On a more twisted note, a quick visit to Brendan's On-Line Anagram Generator produces six anagrams for compose, my favorite three being:
-       cop some
-       spec moo
-       scoop me

And what kind of light does that throw on the subject?



So dear and steadfast followers, which shades of meanings appeal to you and your composing process?



Thursday, October 27, 2011

Rejection







Rejection

We writers deal with rejection all the time. I’m with Louise Brown, who wrote, “I could write an entertaining novel about rejection slips, but I fear it would be overly long.”

Indeed. Back when many magazines still published short stories, I was quite a collector of rejection slips. I didn’t realize it at the time, but some of my rejections were giving me a glimpse of the future.
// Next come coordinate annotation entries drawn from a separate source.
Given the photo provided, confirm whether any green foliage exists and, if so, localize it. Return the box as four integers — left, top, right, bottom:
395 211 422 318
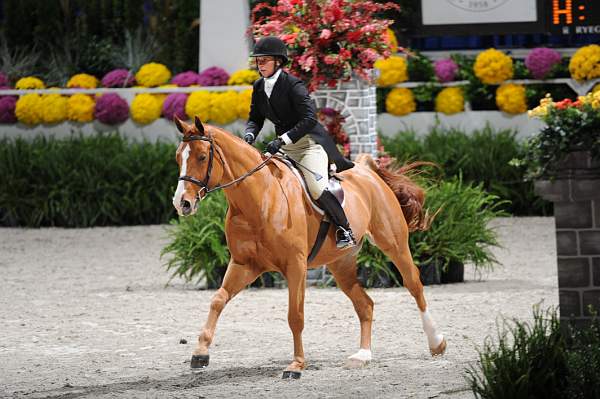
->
161 191 229 288
0 134 177 227
382 126 549 215
358 173 505 284
514 103 600 179
466 309 600 399
409 176 506 268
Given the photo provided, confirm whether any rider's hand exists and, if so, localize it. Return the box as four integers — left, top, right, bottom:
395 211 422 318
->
244 133 254 145
267 137 283 155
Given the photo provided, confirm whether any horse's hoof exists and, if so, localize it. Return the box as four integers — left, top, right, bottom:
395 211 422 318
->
429 338 446 356
190 355 210 369
344 357 369 370
282 370 302 380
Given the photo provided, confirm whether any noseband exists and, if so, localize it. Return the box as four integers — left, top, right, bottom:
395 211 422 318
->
179 135 273 196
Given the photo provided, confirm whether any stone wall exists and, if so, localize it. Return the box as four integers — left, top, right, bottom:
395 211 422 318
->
312 79 377 159
535 152 600 323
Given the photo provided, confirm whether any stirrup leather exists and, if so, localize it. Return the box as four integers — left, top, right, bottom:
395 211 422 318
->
335 226 356 248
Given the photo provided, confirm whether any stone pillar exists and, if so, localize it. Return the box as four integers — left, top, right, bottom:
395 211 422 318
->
535 151 600 325
312 79 377 159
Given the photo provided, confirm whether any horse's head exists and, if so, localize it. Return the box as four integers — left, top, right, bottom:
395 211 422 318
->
173 117 223 216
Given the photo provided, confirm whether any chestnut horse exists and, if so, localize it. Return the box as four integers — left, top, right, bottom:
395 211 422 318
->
173 118 446 378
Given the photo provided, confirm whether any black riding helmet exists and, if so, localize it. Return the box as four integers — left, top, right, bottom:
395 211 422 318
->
250 36 288 64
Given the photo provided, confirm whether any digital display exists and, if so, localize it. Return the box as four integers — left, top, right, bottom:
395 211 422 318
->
548 0 600 35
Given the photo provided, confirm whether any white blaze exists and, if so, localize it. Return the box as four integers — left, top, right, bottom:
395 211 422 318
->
173 145 190 210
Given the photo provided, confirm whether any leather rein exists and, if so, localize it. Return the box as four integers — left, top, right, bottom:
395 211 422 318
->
179 135 273 196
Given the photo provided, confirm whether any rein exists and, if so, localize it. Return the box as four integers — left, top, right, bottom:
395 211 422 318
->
179 136 273 195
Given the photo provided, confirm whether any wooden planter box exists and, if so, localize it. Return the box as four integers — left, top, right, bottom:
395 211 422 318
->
535 151 600 325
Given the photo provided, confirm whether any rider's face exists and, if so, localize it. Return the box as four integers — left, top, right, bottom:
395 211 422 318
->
256 56 277 78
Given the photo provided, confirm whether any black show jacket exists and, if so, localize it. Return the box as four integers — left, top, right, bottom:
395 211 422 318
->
246 71 354 172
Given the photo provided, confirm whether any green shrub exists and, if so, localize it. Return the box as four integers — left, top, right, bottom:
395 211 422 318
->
466 309 600 399
409 177 506 274
161 191 229 288
0 134 177 227
382 126 551 215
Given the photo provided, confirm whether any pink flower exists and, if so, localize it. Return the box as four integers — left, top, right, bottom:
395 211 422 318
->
94 93 129 125
433 58 458 83
319 29 331 40
171 71 205 87
525 47 561 79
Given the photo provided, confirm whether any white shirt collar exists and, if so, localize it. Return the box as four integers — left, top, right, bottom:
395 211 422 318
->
264 68 281 98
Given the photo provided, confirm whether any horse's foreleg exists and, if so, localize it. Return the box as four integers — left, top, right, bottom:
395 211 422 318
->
283 266 306 378
190 262 261 368
327 254 373 368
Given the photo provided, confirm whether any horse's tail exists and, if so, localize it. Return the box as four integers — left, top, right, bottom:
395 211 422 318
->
356 154 437 231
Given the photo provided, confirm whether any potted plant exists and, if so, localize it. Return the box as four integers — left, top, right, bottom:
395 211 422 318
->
515 91 600 328
409 176 506 284
358 177 506 287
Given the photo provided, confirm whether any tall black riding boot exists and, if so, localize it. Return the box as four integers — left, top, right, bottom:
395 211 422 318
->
317 190 356 248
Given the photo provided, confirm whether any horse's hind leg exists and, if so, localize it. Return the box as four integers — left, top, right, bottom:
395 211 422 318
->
190 261 262 369
371 217 446 356
327 253 373 368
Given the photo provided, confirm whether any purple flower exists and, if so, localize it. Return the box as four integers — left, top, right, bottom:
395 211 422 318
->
95 93 129 125
198 67 229 86
171 71 200 87
525 47 561 79
102 69 135 87
0 72 10 87
0 96 17 123
434 58 458 83
162 93 188 121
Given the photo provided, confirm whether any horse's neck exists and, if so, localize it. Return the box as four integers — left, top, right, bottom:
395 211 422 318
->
215 132 275 215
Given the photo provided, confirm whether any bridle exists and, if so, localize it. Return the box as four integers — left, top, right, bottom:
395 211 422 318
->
179 134 273 197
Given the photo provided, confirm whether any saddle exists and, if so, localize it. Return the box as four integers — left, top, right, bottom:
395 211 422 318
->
277 156 344 215
277 156 344 263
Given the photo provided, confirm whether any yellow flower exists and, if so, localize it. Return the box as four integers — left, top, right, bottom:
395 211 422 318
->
569 44 600 80
210 91 239 125
15 94 42 125
130 93 162 125
135 62 171 87
237 89 252 120
185 90 213 122
227 69 260 86
15 76 46 90
374 56 408 87
473 48 513 85
496 83 527 114
41 94 68 123
385 87 417 116
435 87 465 115
67 73 99 89
67 94 96 122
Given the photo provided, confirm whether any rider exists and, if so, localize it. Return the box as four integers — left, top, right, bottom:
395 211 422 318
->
244 36 356 248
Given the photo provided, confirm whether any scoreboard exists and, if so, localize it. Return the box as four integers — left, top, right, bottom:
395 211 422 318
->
548 0 600 35
414 0 600 36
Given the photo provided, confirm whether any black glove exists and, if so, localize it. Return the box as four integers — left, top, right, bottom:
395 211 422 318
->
267 137 283 155
244 133 254 145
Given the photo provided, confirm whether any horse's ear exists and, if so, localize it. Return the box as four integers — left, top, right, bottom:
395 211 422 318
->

In August of ’99, June of ’00 and August of ’05 I received rejections that also notified me the magazines I had submitted to were shutting their doors (Story, Whispering Willows Limited and Pangolin Papers, respectively). In November of ’08 I felt personally responsible when I received a message scrawled on a form rejection, stating, “We regret to inform you that the magazine has closed. The editor died.” Ouch.
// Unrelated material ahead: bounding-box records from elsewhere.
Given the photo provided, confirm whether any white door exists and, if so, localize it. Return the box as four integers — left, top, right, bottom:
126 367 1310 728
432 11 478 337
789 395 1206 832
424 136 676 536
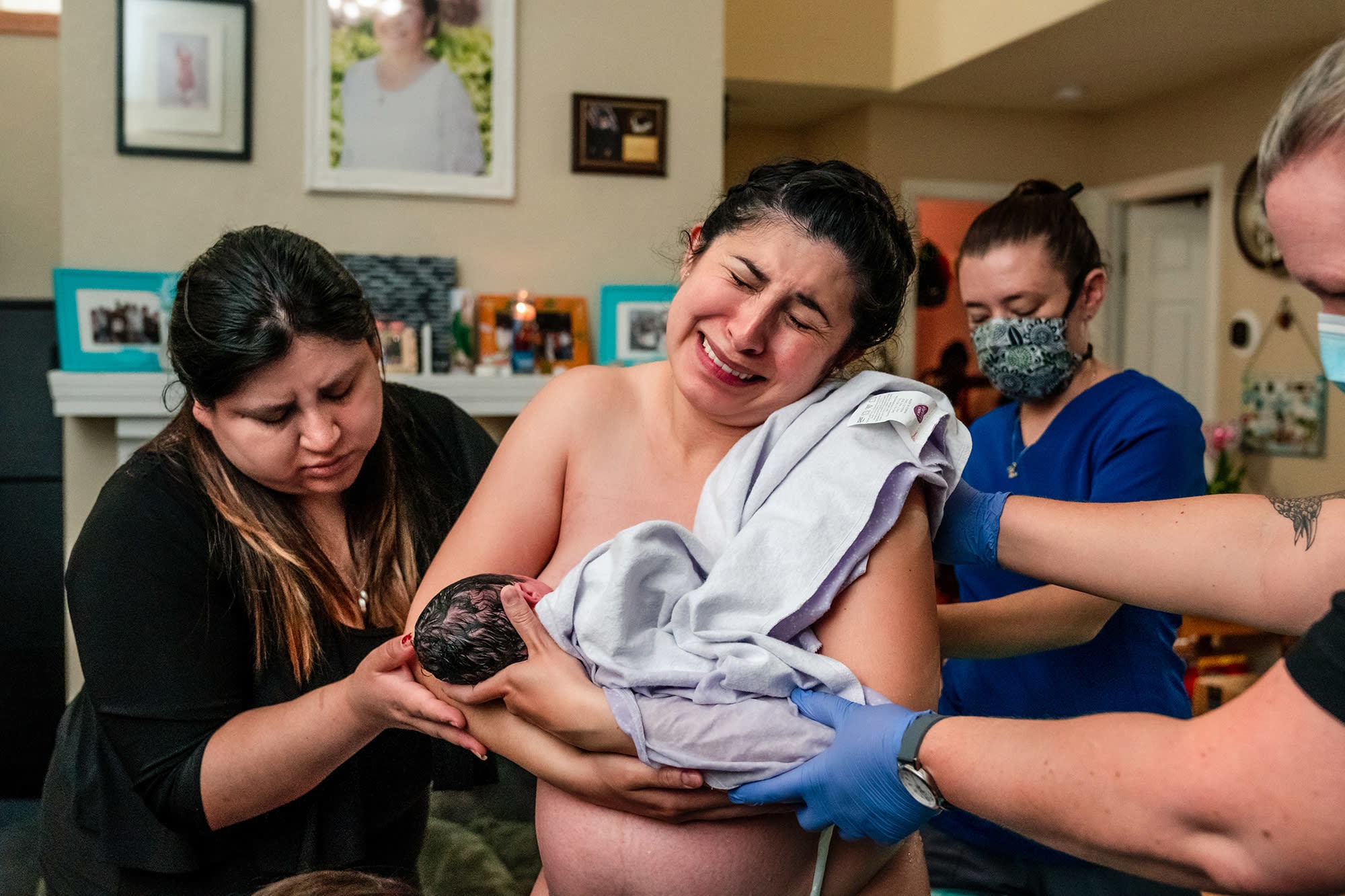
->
1122 200 1215 414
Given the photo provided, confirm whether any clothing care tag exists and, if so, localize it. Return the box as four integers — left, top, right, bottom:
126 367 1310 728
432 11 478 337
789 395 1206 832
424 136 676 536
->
846 390 943 451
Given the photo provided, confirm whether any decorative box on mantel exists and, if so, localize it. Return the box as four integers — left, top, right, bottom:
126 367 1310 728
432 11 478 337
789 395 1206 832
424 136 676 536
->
47 370 550 464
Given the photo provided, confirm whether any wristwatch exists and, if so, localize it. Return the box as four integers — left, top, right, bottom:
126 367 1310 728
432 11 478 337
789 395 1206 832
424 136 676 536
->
897 712 947 813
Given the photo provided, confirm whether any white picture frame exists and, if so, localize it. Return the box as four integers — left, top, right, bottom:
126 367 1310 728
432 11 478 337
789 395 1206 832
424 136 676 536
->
304 0 516 199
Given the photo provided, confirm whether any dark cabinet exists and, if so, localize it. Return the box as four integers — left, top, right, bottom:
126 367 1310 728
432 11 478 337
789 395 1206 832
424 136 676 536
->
0 301 66 798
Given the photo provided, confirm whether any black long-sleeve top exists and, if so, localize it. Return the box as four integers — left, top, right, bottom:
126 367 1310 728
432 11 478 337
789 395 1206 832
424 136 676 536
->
40 384 495 896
Delivering rejections might be as damaging to the health as receiving them.

The word Rejection came to English from Latin, through French. Unsurprisingly, Reject means “to throw back.” Reject’s other meanings include:

-to refuse to recognize
-to set aside or throw away as useless or worthless

There’s a rare meaning, “to be disobedient,” which I suppose may relate to many writers’ responses to rejection.

There are also some meanings that appeal to the fifth grade boy within:
-to expel from the mouth or stomach
-excrement

As little as I like receiving rejection, I must admit to a sick fascination for truly good, cutting rejection. Dorothy Parker, author, literary critic and wielder of one of the sharpest tongues ever, once reviewed a book by writing, “This is not a novel to be tossed aside lightly. It should be thrown with great force." Oooh. That’s good.

What great rejection tales can you add to this Steaming Heap of Rejection Stories?


Thanks to this week’s sources, Jon Winokur’s The Portable Curmudgeon, etymonline.com, the OED, & wordnik.com.

Thursday, October 20, 2011

Muse





Muse



Ah, the Muse. We writers depend upon her visits.

Etymologically, she started out as a verb, which somehow seems appropriate. Once the Greeks got hold of her, it’s tough to figure out the family tree, but all the various etymological limbs are pretty intriguing.

Many sources connect muse to some unknown language which contributed to the Gallo-Romance word musa, meaning snout, suggesting a connection to a dog snooting around in the underbrush. Though the OED seriously doubts this connection, it appeals to me in terms of an author’s work.

Muse’s OED-approved multi-century voyage to English began as an Indo-Germanic root meaning, “to think, to remember.” It passed through Greek, Latin and French, with its English form first making it to paper in the hands of Geoffrey Chaucer.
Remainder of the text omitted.